No, his family is alive – he’s just been ousted.
“We’re typically not a very superstitious family. We cut nails after 8 pm, we eat non-veg on Fridays, we even start new beginnings during rahukalam,” his father stated vehemently.
“But everything changes in April & May. Two years ago, my brother had to laugh non-stop for 43 minutes because his first laugh resulted in Bravo hitting a six. Previously, Anush had to watch an entire innings with one eye closed, and once I had to keep my hands over my head for more than 6 overs. Every single time, our efforts paid off”
His house turns into London-London-statue-mode when their team plays well.

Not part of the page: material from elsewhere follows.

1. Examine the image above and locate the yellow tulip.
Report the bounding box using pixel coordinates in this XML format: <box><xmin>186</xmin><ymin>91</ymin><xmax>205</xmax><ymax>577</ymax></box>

Last Saturday, however, his only son Anush wasn’t so lucky.
“We were all frozen to our seats. At one point, due to my awkward seating position, I developed pins and needles in my foot. After 32 minutes of maintaining that posture, I couldn’t handle it. I moved. And Dhoni got out. All hell broke loose. It was terrible. My family, not daring to move much, made a collective decision to throw me, the traitor, out of the house immediately. What can I say? I deserved it.”
Anush had to stay at his friend’s house for 3 days. He has now found a Men’s PG near his office. He hopes his family takes him back if CSK their next match.
Anush is not the only victim of the IPL craze. A lot of families take it very seriously.
“My father cut ties with his very own sister because she supports SRH,” says 26 year old Gopi from Mumbai.
Vanitha’s grandmother breaks a coconut in the temple before every RCB match. “Of course, it’s not like Kohli’s efforts don’t matter. We just feel it’s the combined force of all the supporters. We take our responsibilities very seriously,” she said, seated with one foot folded.
We can only hope that the Gods above are keeping as much a close eye on the statue-ed participants as they are on the actual players on field.